Jetzt begrüßt er Frau Bovary. Sie hat einen grünen Hut auf und geht
am Arm von Herrn Boulanger.«
    »Frau Bovary!« echote Homais. »Ich muß ihr schnell guten Tag
sagen. Vielleicht ist ihr ein reservierter Platz auf der Tribüne
vor dem Rathause erwünscht.«
    Ohne auf die Löwenwirtin zu hören, die ihm ihre lange Geschichte
weitererzählen wollte, stolzierte der Apotheker davon. Mit
lächelnder Miene grüßte er nach links und rechts, wobei ihn die
langen Schöße seines schwarzen Rockes im Winde umflatterten, daß er
wer weiß wieviel Raum einnahm.
    Rudolf hatte ihn längst bemerkt. Er beschleunigte seine
Schritte.
    Da aber Emma außer Atem kam, ging er wieder
langsamer. Lachend und in brutalem Tone sagte er zu ihr:
    »Ich wollte nur dem Dicken entgehen, wissen Sie, dem
Apotheker!«
    Sie versetzte ihm eins mit dem Ellbogen.
    »Was soll das heißen?« fragte er sie. Dabei blinzelte er sie im
Weitergehen von der Seite an.
    Ihr Gesicht blieb unbeweglich; nichts darin verriet ihre
Gedanken. Die Linie ihres Profils schnitt sich scharf in die lichte
Luft, unter der Rundung ihres Kapotthutes, dessen blaßfarbene
Bindebänder wie Schilfblätter aussahen. Ihre Augen blickten
geradeaus unter ihren etwas nach oben gebogenen langen Wimpern.
Obgleich sie völlig geöffnet waren, erschienen sie doch ein wenig
zugedrückt durch den oberen Teil der Wangen, weil das Blut die
feine Haut straffte. Durch die Nasenwand schimmerte Rosenrot, und
zwischen den Lippen glänzte das Perlmutter ihrer spitzen Zähne. Den
Kopf neigte sie zur einen Schulter.
    »Mokiert sie sich über mich?« fragte sich Rudolf.
    In Wirklichkeit hatte der Ruck, den ihm Emma versetzt hatte, nur
ein Zeichen sein sollen, daß Lheureux neben ihnen herlief. Von Zeit
zu Zeit redete der Händler die beiden an, um mit ihnen ins Gespräch
zu kommen.
    »Ein herrlicher Tag heute! – Alle Welt ist auf den Beinen! – Wir
haben Ostwind!«
    Frau Bovary wie Rudolf gaben kaum eine Antwort, während Lheureux
bei der geringsten Bewegung, die eins der beiden machte, mit einem
ewigen »Wie meinen?« dazwischenfuhr, wobei er jedesmal den Hut
lüftete.
    Vor der Schmiede bog Rudolf mit einem Male von der Hauptstraße
ab in einen Fußweg ein. Er zog Frau Bovary mit sich und rief
laut:
    »Leben Sie wohl, Herr Lheureux! Viel
Vergnügen!«
    »Den haben Sie aber fein abgeschüttelt!« lachte Emma.

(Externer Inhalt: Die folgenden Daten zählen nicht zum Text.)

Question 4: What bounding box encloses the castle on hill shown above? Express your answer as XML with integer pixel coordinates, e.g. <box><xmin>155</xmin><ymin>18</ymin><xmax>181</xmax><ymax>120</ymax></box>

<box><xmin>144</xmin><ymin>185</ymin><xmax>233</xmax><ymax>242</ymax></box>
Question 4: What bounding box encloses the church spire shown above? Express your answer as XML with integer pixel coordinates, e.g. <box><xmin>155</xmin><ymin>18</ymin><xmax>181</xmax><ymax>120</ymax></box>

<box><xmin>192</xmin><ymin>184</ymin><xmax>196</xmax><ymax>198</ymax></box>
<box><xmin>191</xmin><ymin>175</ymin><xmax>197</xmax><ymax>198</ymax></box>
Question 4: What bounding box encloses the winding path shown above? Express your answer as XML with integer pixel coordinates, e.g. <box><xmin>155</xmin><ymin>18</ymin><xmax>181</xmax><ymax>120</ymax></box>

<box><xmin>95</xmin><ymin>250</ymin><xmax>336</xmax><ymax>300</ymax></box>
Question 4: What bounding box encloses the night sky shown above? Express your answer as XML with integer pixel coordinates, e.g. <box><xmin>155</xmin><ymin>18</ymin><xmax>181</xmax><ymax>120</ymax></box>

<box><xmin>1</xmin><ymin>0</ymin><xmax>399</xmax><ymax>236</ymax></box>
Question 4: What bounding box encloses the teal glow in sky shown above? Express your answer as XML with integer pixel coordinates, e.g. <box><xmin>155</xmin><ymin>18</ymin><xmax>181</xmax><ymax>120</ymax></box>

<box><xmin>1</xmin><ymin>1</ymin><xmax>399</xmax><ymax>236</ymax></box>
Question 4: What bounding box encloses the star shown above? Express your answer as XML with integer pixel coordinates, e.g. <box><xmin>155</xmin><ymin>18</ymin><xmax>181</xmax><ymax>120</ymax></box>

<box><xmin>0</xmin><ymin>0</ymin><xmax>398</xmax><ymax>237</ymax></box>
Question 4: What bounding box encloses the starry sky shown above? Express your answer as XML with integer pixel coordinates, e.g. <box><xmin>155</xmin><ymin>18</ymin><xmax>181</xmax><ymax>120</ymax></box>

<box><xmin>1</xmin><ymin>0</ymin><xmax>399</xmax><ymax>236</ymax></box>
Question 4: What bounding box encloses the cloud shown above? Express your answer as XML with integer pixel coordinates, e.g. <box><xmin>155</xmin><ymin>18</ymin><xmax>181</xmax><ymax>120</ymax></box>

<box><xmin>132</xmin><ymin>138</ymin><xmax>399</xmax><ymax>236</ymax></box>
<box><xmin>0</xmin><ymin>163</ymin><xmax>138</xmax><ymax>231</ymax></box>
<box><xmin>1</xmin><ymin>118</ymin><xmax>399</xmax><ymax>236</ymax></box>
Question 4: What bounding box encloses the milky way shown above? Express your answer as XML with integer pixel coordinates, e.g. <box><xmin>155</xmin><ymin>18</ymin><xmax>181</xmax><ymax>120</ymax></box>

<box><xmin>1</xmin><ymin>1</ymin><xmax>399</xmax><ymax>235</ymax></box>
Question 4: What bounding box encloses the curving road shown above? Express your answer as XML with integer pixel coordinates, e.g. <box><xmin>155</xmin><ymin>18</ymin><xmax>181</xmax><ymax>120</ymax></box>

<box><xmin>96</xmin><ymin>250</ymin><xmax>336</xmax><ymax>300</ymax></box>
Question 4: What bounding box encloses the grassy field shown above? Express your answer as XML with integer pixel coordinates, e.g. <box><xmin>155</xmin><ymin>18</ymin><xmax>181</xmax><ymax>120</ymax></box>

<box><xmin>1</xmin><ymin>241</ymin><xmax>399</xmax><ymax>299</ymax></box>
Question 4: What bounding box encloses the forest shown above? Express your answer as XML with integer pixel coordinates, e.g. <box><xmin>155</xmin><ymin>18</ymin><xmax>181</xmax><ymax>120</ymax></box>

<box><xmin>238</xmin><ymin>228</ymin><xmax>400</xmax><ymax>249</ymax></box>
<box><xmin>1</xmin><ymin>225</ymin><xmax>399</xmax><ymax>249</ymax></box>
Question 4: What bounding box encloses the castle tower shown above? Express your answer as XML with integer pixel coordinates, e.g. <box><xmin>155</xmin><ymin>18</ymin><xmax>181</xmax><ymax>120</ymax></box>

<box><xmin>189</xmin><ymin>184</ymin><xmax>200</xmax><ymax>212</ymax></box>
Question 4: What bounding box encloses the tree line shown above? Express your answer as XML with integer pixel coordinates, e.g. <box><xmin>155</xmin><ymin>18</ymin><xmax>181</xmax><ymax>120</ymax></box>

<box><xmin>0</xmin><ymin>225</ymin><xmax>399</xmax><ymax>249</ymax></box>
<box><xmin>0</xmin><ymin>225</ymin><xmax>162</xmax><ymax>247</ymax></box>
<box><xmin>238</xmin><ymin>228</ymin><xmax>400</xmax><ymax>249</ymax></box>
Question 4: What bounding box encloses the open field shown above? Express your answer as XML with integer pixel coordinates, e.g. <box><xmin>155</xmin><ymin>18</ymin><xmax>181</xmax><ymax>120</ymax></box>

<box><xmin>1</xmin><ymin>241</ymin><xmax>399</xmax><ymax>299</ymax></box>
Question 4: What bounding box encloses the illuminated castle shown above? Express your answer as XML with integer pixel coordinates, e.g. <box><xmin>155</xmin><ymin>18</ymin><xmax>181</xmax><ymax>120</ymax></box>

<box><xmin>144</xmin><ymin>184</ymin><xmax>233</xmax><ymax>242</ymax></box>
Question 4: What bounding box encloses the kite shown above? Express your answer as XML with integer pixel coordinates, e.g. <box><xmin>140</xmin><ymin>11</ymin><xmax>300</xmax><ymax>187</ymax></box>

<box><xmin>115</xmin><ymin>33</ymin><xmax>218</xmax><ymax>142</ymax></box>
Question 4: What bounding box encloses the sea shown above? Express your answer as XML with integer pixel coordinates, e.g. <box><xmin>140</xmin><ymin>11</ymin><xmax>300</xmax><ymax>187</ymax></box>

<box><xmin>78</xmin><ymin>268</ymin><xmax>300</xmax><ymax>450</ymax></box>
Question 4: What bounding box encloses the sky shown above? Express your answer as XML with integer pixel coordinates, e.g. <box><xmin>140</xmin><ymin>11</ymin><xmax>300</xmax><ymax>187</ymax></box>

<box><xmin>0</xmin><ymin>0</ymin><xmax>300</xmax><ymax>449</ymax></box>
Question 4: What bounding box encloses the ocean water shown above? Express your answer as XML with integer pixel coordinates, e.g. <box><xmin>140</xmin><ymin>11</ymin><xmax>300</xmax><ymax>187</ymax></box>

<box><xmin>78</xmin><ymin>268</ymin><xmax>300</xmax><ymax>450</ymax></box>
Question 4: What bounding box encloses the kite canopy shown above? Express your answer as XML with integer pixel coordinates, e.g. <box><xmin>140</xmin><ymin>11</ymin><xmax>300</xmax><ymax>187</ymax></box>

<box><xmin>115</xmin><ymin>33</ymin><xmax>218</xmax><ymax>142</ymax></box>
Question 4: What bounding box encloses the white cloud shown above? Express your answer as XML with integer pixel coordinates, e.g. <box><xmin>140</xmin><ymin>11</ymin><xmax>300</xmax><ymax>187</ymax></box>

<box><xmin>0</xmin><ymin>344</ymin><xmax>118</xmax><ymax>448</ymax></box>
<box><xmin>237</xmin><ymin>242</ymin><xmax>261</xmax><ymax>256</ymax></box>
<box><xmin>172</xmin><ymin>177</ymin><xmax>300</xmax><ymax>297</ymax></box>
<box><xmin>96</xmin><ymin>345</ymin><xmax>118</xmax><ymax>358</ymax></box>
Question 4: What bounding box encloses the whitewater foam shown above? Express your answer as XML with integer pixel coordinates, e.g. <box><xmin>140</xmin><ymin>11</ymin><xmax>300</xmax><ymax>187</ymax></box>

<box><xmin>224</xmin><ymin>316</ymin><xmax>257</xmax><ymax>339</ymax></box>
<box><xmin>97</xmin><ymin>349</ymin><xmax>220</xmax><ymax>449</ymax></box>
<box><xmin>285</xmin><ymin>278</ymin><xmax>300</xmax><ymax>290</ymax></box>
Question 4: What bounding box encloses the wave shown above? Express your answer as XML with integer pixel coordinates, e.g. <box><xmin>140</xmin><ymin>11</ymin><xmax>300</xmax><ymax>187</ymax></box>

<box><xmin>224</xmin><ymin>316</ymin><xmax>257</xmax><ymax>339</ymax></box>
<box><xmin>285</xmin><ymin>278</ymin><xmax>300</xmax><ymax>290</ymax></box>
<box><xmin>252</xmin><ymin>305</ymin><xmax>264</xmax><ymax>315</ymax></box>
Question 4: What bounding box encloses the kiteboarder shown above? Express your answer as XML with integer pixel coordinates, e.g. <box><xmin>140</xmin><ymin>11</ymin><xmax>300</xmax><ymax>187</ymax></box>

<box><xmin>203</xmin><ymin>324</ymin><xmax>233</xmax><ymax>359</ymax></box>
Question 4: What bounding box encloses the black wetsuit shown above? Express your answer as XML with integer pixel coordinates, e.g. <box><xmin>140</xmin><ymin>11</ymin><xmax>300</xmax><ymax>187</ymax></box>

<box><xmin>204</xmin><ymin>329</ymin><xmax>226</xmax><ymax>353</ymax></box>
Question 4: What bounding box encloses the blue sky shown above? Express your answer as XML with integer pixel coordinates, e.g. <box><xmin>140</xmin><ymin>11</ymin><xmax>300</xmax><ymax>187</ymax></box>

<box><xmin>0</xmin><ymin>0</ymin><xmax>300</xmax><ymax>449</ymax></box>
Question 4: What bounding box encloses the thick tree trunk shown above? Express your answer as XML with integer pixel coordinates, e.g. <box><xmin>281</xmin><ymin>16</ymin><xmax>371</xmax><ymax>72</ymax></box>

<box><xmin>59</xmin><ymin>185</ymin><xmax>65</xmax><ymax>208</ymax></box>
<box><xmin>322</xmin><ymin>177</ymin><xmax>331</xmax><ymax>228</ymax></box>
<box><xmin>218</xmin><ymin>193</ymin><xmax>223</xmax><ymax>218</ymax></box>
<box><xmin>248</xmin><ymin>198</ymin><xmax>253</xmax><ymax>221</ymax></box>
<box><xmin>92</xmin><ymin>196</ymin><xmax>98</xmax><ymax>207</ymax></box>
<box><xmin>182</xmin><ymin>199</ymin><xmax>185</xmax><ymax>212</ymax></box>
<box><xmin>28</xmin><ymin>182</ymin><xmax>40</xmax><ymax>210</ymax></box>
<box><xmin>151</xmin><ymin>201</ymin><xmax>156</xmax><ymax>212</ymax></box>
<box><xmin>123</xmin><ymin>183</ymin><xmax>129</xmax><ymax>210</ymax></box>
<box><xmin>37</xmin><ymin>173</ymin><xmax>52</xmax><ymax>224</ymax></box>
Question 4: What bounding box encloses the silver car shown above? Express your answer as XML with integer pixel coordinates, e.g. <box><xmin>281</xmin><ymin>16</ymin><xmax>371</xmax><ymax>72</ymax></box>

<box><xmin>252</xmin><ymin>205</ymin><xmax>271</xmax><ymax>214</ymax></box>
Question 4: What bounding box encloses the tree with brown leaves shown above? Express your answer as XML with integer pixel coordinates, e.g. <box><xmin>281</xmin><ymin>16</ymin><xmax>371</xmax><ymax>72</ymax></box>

    »Warum sollen wir uns von fremden Leuten belästigen lassen?«
meinte Rudolf. »Noch dazu heute, wo ich das Glück habe, mit Ihnen
…«
    Sie wurde rot. Er vollendete seine Phrase nicht und sprach vom
schönen Wetter und wie hübsch es sei, so durch die Fluren spazieren
zu gehen.
    Ein paar Gänseblümchen standen am Raine.
    »Die niedlichen Dinger da!« sagte er. »Und so viele! Genug
Orakel für die verliebten Mädels des ganzen Landes!« Ein paar
Augenblicke später setzte er hinzu: »Soll ich welche pflücken? Was
denken Sie darüber?«
    »Sind Sie denn verliebt?« fragte Emma und hustete ein wenig.
    »Wer weiß?« meinte Rudolf.
    Sie kamen auf die Festwiese, auf der das Gedränge immer mehr
zunahm. Bauersfrauen mit Riesenregenschirmen, einen Korb am einen
und einen Säugling im andern Arme, rempelten sie an. Häufig mußten
sie Platz machen, wenn eine lange Reihe nach Milch riechender
Dorfschönen in blauen Strümpfen, derben Schuhen und silbernen
Ohrringen vorbeizog, alle Hand an Hand.